Metadata-Version: 2.1
Name: Spacy2FoLiA
Version: 0.3.4
Summary: Library that adds FoLiA (format for linguistic annotation) support to spaCy
Home-page: https://proycon.github.io/folia
Author: Maarten van Gompel
Author-email: proycon@anaproy.nl
License: GPL
Keywords: nlp computational_linguistics spacy linguistics toolkit folia
Classifier: Development Status :: 5 - Production/Stable
Classifier: Topic :: Text Processing :: Linguistic
Classifier: Programming Language :: Python :: 3
Classifier: Operating System :: POSIX
Classifier: Intended Audience :: Developers
Classifier: Intended Audience :: Science/Research
Classifier: License :: OSI Approved :: GNU General Public License v3 (GPLv3)
Requires-Dist: folia>=2.0.4
Requires-Dist: spacy>=2.1

Spacy-to-FoliA
===================

.. image:: https://travis-ci.com/proycon/foliapy.svg?branch=master
    :target: https://travis-ci.com/proycon/spacy2folia

.. image:: http://applejack.science.ru.nl/lamabadge.php/spacy2folia
   :target: http://applejack.science.ru.nl/languagemachines/

Convert Spacy output to `FoLiA XML <https://proycon.github.io/folia>`_ Documents. Also supports FoLiA input.

Installation
--------------

``$ pip install spacy2folia``

You also need to install the spacy models you want like:

``python -m spacy download en_core_web_sm``

Usage Example
----------------

Using the command line tool on an input file named ``test.txt``:

``$ spacy2folia --model en_core_web_sm test.txt``

This results in a document ``test.folia.xml`` in the current working directory.

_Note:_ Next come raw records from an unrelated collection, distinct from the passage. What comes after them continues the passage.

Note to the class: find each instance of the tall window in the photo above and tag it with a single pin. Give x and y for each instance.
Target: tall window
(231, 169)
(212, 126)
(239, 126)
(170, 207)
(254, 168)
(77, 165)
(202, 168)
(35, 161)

You can also invoke the command line tool on one or more FoLiA documents as input:

``$ spacy2folia --model en_core_web_sm document.folia.xml``

The output file will be written to the currrent working directory (so it may overwirte the input if it's in the same
directory!)

Usage from Python:

.. code:: python

   import spacy
   from spacy2folia import spacy2folia

   text = "Input text goes here"

   nlp = spacy.load("en_core_web_sm")
   doc = nlp(text)
   foliadoc = spacy2folia.convert(doc, "example", paragraphs=True)
   foliadoc.save("/tmp/output.folia.xml")

Usage from Python with FoLiA input:

.. code:: python

   import spacy
   import folia.main as folia
   from spacy2folia import spacy2folia

   foliadoc = folia.Document(file="/tmp/input.folia.xml")
   nlp = spacy.load("en_core_web_sm")
   spacy2folia.convert_folia(foliadoc, nlp)
   foliadoc.save("/tmp/output.folia.xml")